Outdated items, global vs local placement, context hygiene, stale allowedTools entries.

If no issues: All relevant checks passed. Nothing to fix.

Non-goals

• Never auto-apply fixes without confirmation.

• Never apply complex-tier checks to simple projects.

• Never act as a heavy lint, typecheck, duplication, or architecture-rewrite substitute; /health reports maintainability guardrails and concrete next actions only.

Gotchas

What happened

Rule

Missed the local override

Always read settings.local.json too; it shadows the committed file

Subagent timeout reported as MCP failure

MCP failures come from the live probe, not data collection

Reported issues in wrong language

Honor CLAUDE.md Communication rule first

Flagged intentionally noisy hook as broken

Ask before calling a hook "broken"

Hook seemed not to fire, but it did -- a later UI element rendered above it

Hook firing order is not visual order. Before re-editing the hook config: (a) confirm with --debug or by piping output, (b) check whether a diff dialog, permission prompt, or other UI element rendered on top and pushed the hook output offscreen, (c) only then suspect the hook itself.

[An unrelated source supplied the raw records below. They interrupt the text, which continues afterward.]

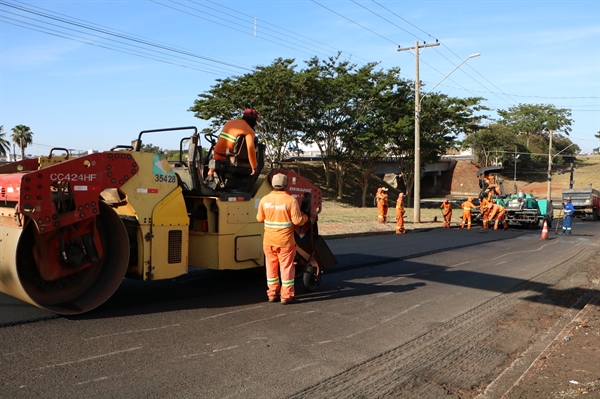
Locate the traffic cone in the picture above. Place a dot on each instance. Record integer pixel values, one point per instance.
(544, 235)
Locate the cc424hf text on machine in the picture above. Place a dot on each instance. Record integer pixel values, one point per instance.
(72, 228)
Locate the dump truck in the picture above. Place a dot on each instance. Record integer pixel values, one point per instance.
(72, 228)
(586, 202)
(521, 209)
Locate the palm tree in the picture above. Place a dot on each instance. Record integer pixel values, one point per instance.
(4, 144)
(22, 137)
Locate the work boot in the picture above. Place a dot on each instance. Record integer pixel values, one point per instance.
(288, 301)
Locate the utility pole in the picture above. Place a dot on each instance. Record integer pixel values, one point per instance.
(549, 194)
(417, 173)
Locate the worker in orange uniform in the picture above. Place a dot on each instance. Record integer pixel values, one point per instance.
(497, 213)
(492, 188)
(447, 212)
(484, 206)
(400, 214)
(382, 204)
(467, 208)
(280, 212)
(230, 132)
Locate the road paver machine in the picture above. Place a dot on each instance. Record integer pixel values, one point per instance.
(71, 228)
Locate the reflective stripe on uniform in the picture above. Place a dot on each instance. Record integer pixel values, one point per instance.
(278, 225)
(287, 283)
(227, 136)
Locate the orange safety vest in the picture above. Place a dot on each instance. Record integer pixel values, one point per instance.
(228, 136)
(280, 212)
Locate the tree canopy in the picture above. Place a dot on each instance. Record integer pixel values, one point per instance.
(22, 136)
(4, 144)
(354, 115)
(351, 114)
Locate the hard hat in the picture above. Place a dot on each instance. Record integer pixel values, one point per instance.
(279, 181)
(251, 117)
(250, 113)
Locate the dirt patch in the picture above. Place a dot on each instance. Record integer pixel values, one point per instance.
(570, 367)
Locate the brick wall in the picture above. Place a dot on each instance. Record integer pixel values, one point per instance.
(464, 181)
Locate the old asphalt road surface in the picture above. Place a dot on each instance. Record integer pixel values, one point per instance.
(440, 313)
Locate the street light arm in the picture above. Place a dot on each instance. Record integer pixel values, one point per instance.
(444, 78)
(558, 153)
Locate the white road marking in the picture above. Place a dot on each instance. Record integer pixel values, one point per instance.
(376, 325)
(522, 252)
(90, 358)
(225, 349)
(267, 318)
(461, 263)
(304, 366)
(228, 313)
(132, 332)
(391, 281)
(94, 380)
(194, 354)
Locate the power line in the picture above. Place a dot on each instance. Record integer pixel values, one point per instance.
(280, 28)
(88, 26)
(356, 23)
(398, 16)
(251, 33)
(58, 33)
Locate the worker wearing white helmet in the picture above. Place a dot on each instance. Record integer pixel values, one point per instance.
(280, 212)
(568, 211)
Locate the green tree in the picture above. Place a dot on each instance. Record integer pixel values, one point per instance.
(373, 94)
(325, 107)
(443, 118)
(4, 144)
(22, 137)
(274, 91)
(152, 148)
(495, 138)
(536, 120)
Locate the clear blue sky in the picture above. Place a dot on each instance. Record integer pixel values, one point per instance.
(83, 88)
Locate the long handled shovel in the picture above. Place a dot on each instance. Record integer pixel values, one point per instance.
(557, 224)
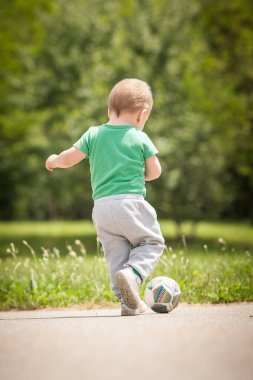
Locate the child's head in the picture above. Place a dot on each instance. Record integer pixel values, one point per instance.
(132, 96)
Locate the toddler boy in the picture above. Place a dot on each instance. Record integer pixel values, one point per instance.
(122, 158)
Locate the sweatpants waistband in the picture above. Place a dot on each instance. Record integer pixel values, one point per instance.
(118, 196)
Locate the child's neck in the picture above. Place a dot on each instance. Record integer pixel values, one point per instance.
(123, 119)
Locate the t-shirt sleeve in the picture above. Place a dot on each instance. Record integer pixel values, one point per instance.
(149, 149)
(84, 143)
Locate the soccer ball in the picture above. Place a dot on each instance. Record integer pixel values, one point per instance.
(162, 294)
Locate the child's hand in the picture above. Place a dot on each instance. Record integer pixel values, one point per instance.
(50, 162)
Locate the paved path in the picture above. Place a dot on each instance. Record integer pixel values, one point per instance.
(192, 343)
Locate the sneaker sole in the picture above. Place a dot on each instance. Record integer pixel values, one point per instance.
(127, 294)
(129, 313)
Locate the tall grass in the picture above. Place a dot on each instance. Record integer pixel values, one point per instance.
(48, 279)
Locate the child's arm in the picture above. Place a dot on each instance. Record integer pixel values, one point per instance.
(65, 159)
(152, 168)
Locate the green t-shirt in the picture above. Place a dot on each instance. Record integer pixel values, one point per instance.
(117, 157)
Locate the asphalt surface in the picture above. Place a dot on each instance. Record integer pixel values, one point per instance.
(193, 342)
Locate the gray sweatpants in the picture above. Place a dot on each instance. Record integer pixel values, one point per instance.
(129, 232)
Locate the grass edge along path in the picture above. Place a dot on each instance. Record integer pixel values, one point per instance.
(51, 280)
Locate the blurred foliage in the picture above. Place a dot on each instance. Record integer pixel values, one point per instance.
(59, 60)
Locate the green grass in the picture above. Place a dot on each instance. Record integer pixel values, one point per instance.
(56, 271)
(60, 234)
(51, 280)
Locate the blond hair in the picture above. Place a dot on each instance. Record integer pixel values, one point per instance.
(130, 95)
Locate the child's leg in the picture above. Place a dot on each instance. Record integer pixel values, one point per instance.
(138, 221)
(116, 248)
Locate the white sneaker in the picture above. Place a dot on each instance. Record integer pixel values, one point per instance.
(125, 311)
(128, 284)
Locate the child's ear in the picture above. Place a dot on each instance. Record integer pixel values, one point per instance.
(142, 115)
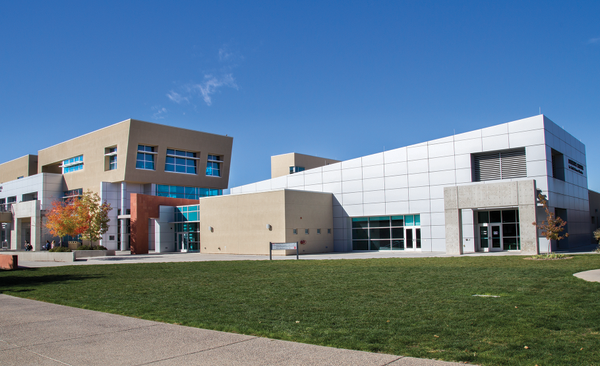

/health burned too much quota on first run

Stay in summary mode first. Full conversation extracts and inspector subagents are deep-audit tools, not the default path for Standard projects.

Treated missing specs/docs as a failure

Decision artifacts are optional by default. Escalate missing docs/specs only when the tier, active handoff risk, or user request makes them necessary.